Le ministère de la santé et des services sociaux (MSSS) a élaboré sa Vision

de la saine alimentation pour la création d’environnements alimentaires favorables à la santé (MSSS, 2010) pour faire suite au PAG. Cette vision se veut commune

pour les acteurs qui influencent l’environnement alimentaire. Un des volets propose la classification des aliments en « aliments d’exception », en « aliments d’occasion » et en « aliments quotidiens ». Alors que cette classification est plus souple que celle des bons et des mauvais aliments, elle a cependant ses limites. Dans plusieurs environnements, elle favorisera de saines habitudes alimentaires, comme dans les écoles, les hôpitaux, les restaurants, etc. Toutefois, il faut se questionner sur l’utilisation de cette catégorisation auprès des familles. En effet, si ce vocabulaire est utilisé par les acteurs qui interviennent auprès des familles, il y a un risque d’encourager les restrictions alimentaires parentales, stratégies ayant des effets négatifs sur le comportement alimentaire des enfants. Cette classification des aliments va sans doute diminuer la culpabilité face à la consommation occasionnelle d’aliment de faible densité nutritionnelle, mais pourrait augmenter la confusion. Que feront les parents des aliments d’exception ou d’occasion? Seront-ils rangés hors de portée des enfants? Seront-ils utilisés comme récompense? Se verront-ils imposer une restriction en fréquence ou en quantité? Il faut se questionner sur l’impact de cette classification, si elle est utilisée par les intervenants auprès des familles, sur les stratégies parentales qui seront utilisées à l’égard de ces aliments. Bref, cette stratégie est prometteuse quant à la qualité de l’offre alimentaire, mais quelques effets pervers sont à

surveiller.

Avant toute chose, il faut remettre le plaisir de manger à l’agenda. Le repas familial doit être un endroit de plaisir et de convivialité. Par un sain partage des responsabilités où le parent choisit l’heure et la constitution du repas et l’enfant décide ce qu’il mange, un premier pas est franchi pour augmenter le plaisir du repas familial. Ainsi, comme les sources de conflits sont réduites, les membres de la famille pourront fermer la télévision et discuter.

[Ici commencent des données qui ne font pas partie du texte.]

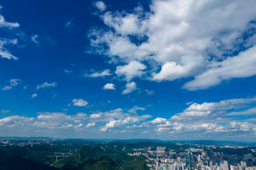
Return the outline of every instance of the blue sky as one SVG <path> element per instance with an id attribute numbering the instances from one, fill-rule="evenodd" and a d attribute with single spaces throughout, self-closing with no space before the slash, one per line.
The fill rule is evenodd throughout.
<path id="1" fill-rule="evenodd" d="M 254 1 L 0 5 L 0 136 L 255 140 Z"/>

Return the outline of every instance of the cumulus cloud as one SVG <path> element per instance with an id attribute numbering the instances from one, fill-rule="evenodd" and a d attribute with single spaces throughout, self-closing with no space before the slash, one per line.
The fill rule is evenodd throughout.
<path id="1" fill-rule="evenodd" d="M 118 76 L 124 76 L 124 79 L 127 82 L 131 81 L 134 77 L 141 77 L 145 72 L 142 71 L 147 67 L 136 61 L 132 61 L 127 65 L 117 66 L 115 73 Z"/>
<path id="2" fill-rule="evenodd" d="M 66 73 L 67 74 L 71 74 L 72 73 L 72 70 L 67 70 L 67 69 L 65 69 L 63 71 L 64 71 L 64 73 Z"/>
<path id="3" fill-rule="evenodd" d="M 107 83 L 104 85 L 105 90 L 115 90 L 115 85 L 113 83 Z"/>
<path id="4" fill-rule="evenodd" d="M 0 6 L 0 10 L 2 7 Z M 12 29 L 19 27 L 17 22 L 9 22 L 5 21 L 5 17 L 0 14 L 0 28 Z M 12 55 L 6 48 L 5 46 L 17 44 L 17 39 L 5 39 L 0 38 L 0 56 L 3 58 L 18 60 L 18 58 Z"/>
<path id="5" fill-rule="evenodd" d="M 15 87 L 19 85 L 19 83 L 21 82 L 20 79 L 12 79 L 10 80 L 10 85 L 5 86 L 2 88 L 3 91 L 8 91 L 13 88 L 13 87 Z"/>
<path id="6" fill-rule="evenodd" d="M 11 90 L 11 88 L 13 88 L 12 86 L 11 86 L 11 85 L 7 85 L 7 86 L 3 87 L 3 88 L 2 88 L 2 90 L 3 90 L 3 91 L 9 91 L 9 90 Z"/>
<path id="7" fill-rule="evenodd" d="M 109 29 L 91 30 L 89 37 L 95 52 L 127 63 L 116 74 L 128 82 L 142 75 L 153 81 L 194 76 L 183 88 L 200 90 L 256 74 L 255 7 L 254 1 L 152 1 L 150 11 L 105 13 Z"/>
<path id="8" fill-rule="evenodd" d="M 72 102 L 73 105 L 76 106 L 86 106 L 88 104 L 88 102 L 82 99 L 73 99 Z"/>
<path id="9" fill-rule="evenodd" d="M 84 76 L 88 77 L 104 77 L 108 76 L 111 76 L 112 73 L 110 73 L 110 70 L 107 69 L 103 70 L 102 72 L 95 72 L 92 74 L 84 74 Z"/>
<path id="10" fill-rule="evenodd" d="M 95 122 L 88 123 L 88 124 L 87 124 L 87 127 L 94 127 L 95 124 L 96 124 Z"/>
<path id="11" fill-rule="evenodd" d="M 0 38 L 0 55 L 3 58 L 8 60 L 18 60 L 18 58 L 12 55 L 5 46 L 8 45 L 17 45 L 18 40 L 17 39 L 8 40 Z"/>
<path id="12" fill-rule="evenodd" d="M 151 121 L 151 124 L 164 124 L 166 122 L 166 118 L 157 118 L 155 119 L 154 119 L 153 121 Z"/>
<path id="13" fill-rule="evenodd" d="M 31 41 L 33 42 L 34 43 L 38 45 L 40 43 L 38 39 L 38 35 L 37 34 L 33 34 L 31 36 Z"/>
<path id="14" fill-rule="evenodd" d="M 47 82 L 45 82 L 41 85 L 38 85 L 36 86 L 36 90 L 39 90 L 40 88 L 49 88 L 49 87 L 55 88 L 56 86 L 57 86 L 56 82 L 48 83 Z"/>
<path id="15" fill-rule="evenodd" d="M 38 94 L 33 94 L 32 96 L 31 96 L 31 98 L 34 99 L 35 97 L 38 97 Z"/>
<path id="16" fill-rule="evenodd" d="M 153 73 L 152 79 L 156 81 L 172 81 L 179 78 L 192 76 L 206 70 L 206 61 L 202 55 L 182 56 L 181 64 L 177 64 L 174 61 L 165 63 L 162 66 L 160 73 Z"/>
<path id="17" fill-rule="evenodd" d="M 105 4 L 103 1 L 96 1 L 95 3 L 95 6 L 101 12 L 107 9 L 107 6 Z"/>
<path id="18" fill-rule="evenodd" d="M 102 113 L 93 113 L 90 115 L 90 118 L 100 118 L 102 116 Z"/>
<path id="19" fill-rule="evenodd" d="M 207 71 L 197 76 L 183 88 L 192 91 L 203 89 L 218 85 L 224 80 L 251 76 L 256 74 L 255 66 L 256 46 L 254 46 L 234 57 L 215 62 Z"/>
<path id="20" fill-rule="evenodd" d="M 173 120 L 183 120 L 188 118 L 198 118 L 218 116 L 221 114 L 226 113 L 230 109 L 242 109 L 248 106 L 251 103 L 256 102 L 255 97 L 251 98 L 238 98 L 231 100 L 224 100 L 220 102 L 203 103 L 199 104 L 192 103 L 182 112 L 176 114 L 172 117 Z M 235 112 L 229 113 L 227 115 L 236 115 Z"/>
<path id="21" fill-rule="evenodd" d="M 225 116 L 239 116 L 239 115 L 256 115 L 256 108 L 251 108 L 246 110 L 233 112 L 225 114 Z"/>
<path id="22" fill-rule="evenodd" d="M 0 6 L 0 10 L 2 8 L 2 7 Z M 19 27 L 20 24 L 17 22 L 8 22 L 5 21 L 4 16 L 2 15 L 0 15 L 0 28 L 13 28 Z"/>
<path id="23" fill-rule="evenodd" d="M 10 112 L 10 110 L 1 110 L 1 113 L 8 113 Z"/>
<path id="24" fill-rule="evenodd" d="M 130 94 L 137 89 L 136 83 L 134 82 L 128 82 L 125 85 L 125 89 L 122 91 L 122 94 Z"/>

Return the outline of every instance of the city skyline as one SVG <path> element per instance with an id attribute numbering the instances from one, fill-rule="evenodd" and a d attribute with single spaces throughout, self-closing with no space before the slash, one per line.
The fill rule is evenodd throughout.
<path id="1" fill-rule="evenodd" d="M 0 6 L 0 136 L 256 139 L 256 1 Z"/>

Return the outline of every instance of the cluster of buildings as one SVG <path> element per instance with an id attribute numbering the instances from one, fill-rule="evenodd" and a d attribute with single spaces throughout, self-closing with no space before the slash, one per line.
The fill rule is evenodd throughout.
<path id="1" fill-rule="evenodd" d="M 239 149 L 233 146 L 221 148 Z M 216 148 L 211 146 L 210 148 Z M 249 149 L 248 149 L 249 150 Z M 146 157 L 151 170 L 256 170 L 256 151 L 252 154 L 229 154 L 209 149 L 209 146 L 186 150 L 167 150 L 166 147 L 136 149 L 133 156 Z"/>
<path id="2" fill-rule="evenodd" d="M 50 144 L 53 142 L 51 139 L 29 139 L 29 140 L 17 140 L 17 139 L 0 139 L 0 145 L 1 146 L 26 146 L 30 145 L 35 145 L 35 144 Z"/>

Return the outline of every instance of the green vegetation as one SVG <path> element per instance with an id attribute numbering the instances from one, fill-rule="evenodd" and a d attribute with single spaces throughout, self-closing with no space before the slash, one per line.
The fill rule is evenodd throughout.
<path id="1" fill-rule="evenodd" d="M 76 154 L 54 163 L 62 169 L 148 169 L 142 159 L 130 157 L 116 148 L 84 146 Z"/>

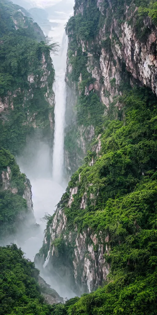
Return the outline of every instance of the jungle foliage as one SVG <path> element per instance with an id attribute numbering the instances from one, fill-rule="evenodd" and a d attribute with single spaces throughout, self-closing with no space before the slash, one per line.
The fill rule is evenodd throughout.
<path id="1" fill-rule="evenodd" d="M 69 306 L 69 315 L 156 312 L 157 100 L 149 89 L 134 88 L 119 101 L 123 119 L 106 117 L 101 151 L 89 152 L 58 205 L 67 218 L 66 232 L 74 233 L 76 226 L 81 232 L 88 230 L 88 242 L 96 234 L 107 246 L 105 264 L 110 266 L 106 283 Z M 76 186 L 69 208 L 69 190 Z M 61 257 L 68 256 L 66 251 L 62 247 Z"/>
<path id="2" fill-rule="evenodd" d="M 38 283 L 39 271 L 16 245 L 0 247 L 1 315 L 51 315 Z"/>
<path id="3" fill-rule="evenodd" d="M 5 178 L 0 181 L 0 238 L 2 238 L 16 234 L 18 225 L 22 221 L 24 223 L 28 210 L 26 200 L 23 197 L 26 188 L 25 175 L 21 173 L 14 156 L 4 149 L 0 150 L 0 174 Z M 12 192 L 12 190 L 15 188 L 17 192 L 16 194 Z"/>
<path id="4" fill-rule="evenodd" d="M 23 149 L 27 137 L 33 134 L 34 121 L 44 129 L 44 136 L 50 131 L 50 110 L 53 115 L 53 107 L 50 109 L 44 96 L 47 86 L 41 88 L 43 54 L 51 84 L 54 79 L 51 47 L 27 14 L 23 8 L 7 0 L 1 2 L 0 100 L 4 108 L 0 115 L 0 146 L 14 154 Z M 31 84 L 28 79 L 30 75 L 34 78 Z"/>

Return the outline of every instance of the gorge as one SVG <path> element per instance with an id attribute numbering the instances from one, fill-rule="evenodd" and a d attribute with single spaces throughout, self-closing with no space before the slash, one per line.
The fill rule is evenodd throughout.
<path id="1" fill-rule="evenodd" d="M 155 315 L 157 2 L 1 2 L 0 314 Z"/>

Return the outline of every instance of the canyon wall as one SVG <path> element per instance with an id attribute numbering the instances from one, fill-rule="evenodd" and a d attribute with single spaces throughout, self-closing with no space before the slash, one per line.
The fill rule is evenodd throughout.
<path id="1" fill-rule="evenodd" d="M 142 183 L 155 164 L 148 148 L 155 142 L 157 28 L 140 3 L 77 0 L 66 26 L 68 176 L 80 167 L 48 222 L 36 258 L 52 274 L 71 277 L 79 294 L 107 281 L 116 247 L 120 250 L 127 235 L 138 234 L 136 215 L 124 215 L 125 225 L 122 214 L 132 202 L 134 209 L 136 194 L 143 200 Z"/>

Il faut aussi travailler à ce que tombe le préjugé selon lequel les aliments sains ne sont pas délicieux et n’apportent pas de plaisir lors de leur consommation. Manger une variété d’aliments aux couleurs variées devrait être un plaisir. Finalement, le plaisir alimentaire devrait aussi passer par la fierté de cuisiner. Le partage des compétences culinaires du parent à l’enfant contribue au plaisir de manger ce qui a été cuisiné par la famille, en plus d’inciter l’enfant à goûter aux nouveaux aliments qu’il aura manipulé en cuisine.